JP Morgan: Core Operational Efficiency Is Fine, But Consensus May Be Downgraded
JP Morgan’s focus is the gap between financial performance and market expectations.
They report Pinduoduo’s Q1 performance as “mixed,” with revenue and net profit both below consensus. Revenue was 106 billion yuan, up 11% year-on-year, 3% and 2% below JP Morgan’s own and market consensus forecasts. Online marketing service revenue growth slowed further to 2%, below forecasts.
However, JP Morgan also noted that adjusted operating profit rose 16% year-on-year, adjusted operating margin was 20%, up 1 percentage point, showing core operational efficiency remains good.
The real issue is net profit. Q1 adjusted net profit was 14 billion yuan, 43% below JP Morgan and consensus forecasts, with an adjusted net margin of 13.2%, down 4 percentage points year-on-year, 9 percentage points below expectations, mainly due to larger-than-expected losses on non-recurring items. They expect, after the release, market consensus for Pinduoduo’s revenue and net profit will be revised lower, and the stock price will react negatively.
Compared to Goldman emphasizing long-term vision and Morgan Stanley emphasizing investment cycle, JP Morgan’s conclusion leans toward short-term financial impact: a large profit gap and market expectations need recalibration.
Core Divergence: Short-Term Profits or Long-Term Moat
Pinduoduo is making a typical reinvestment choice.
If you only look at the Q1 earnings, investors see revenue below expectations, net profit well below expectations, and near-stalled growth in online marketing services. For a platform known for high efficiency and high profit elasticity, these signals are enough to create valuation pressure.

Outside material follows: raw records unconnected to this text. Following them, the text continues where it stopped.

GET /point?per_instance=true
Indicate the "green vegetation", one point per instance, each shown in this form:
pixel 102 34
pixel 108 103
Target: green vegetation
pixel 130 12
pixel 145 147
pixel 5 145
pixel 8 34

But taken together with the call and broker reports, another thread is clear: Pinduoduo is proactively channeling resources into supply chain, proprietary brands, and the merchant ecosystem. Transaction service revenue is now the largest revenue source, surpassing ads, and the company has stated its commitment to major investment in First-party Brand Business.
This signals that Pinduoduo's business model is shifting from a light platform to deeper supply chain involvement. It hopes to extend platform capabilities into product design, manufacturing, quality control, fulfillment, and after-sales through certainty in sales, brand incubation, and manufacturing collaboration.
This path may yield two results.
In the short term, costs, R&D, sales and marketing, and supply chain investments may increase, leading to greater quarterly profit volatility. In the long term, if proprietary brands and supply chain integration succeed, the company could gain higher differentiation, stronger merchant and user stickiness, and a more solid foundation for global growth.
Goldman’s “Closer to Costco + Disney” essentially points to the same logic: both the supply chain efficiency and pricing power of Costco, and product combinations with brand recognition and long-term consumer stickiness like Disney. Pinduoduo is trading short-term pressure on the profit statement for long-term capabilities beyond the balance sheet.
For the market, the next key is not only when net profits recover, but whether the three-year, 100 billion yuan investment can lead to verifiable growth, whether Temu and Pinduoduo’s supply chain synergy materializes, and whether after marketing slows, transaction services and proprietary brands can become new growth pillars.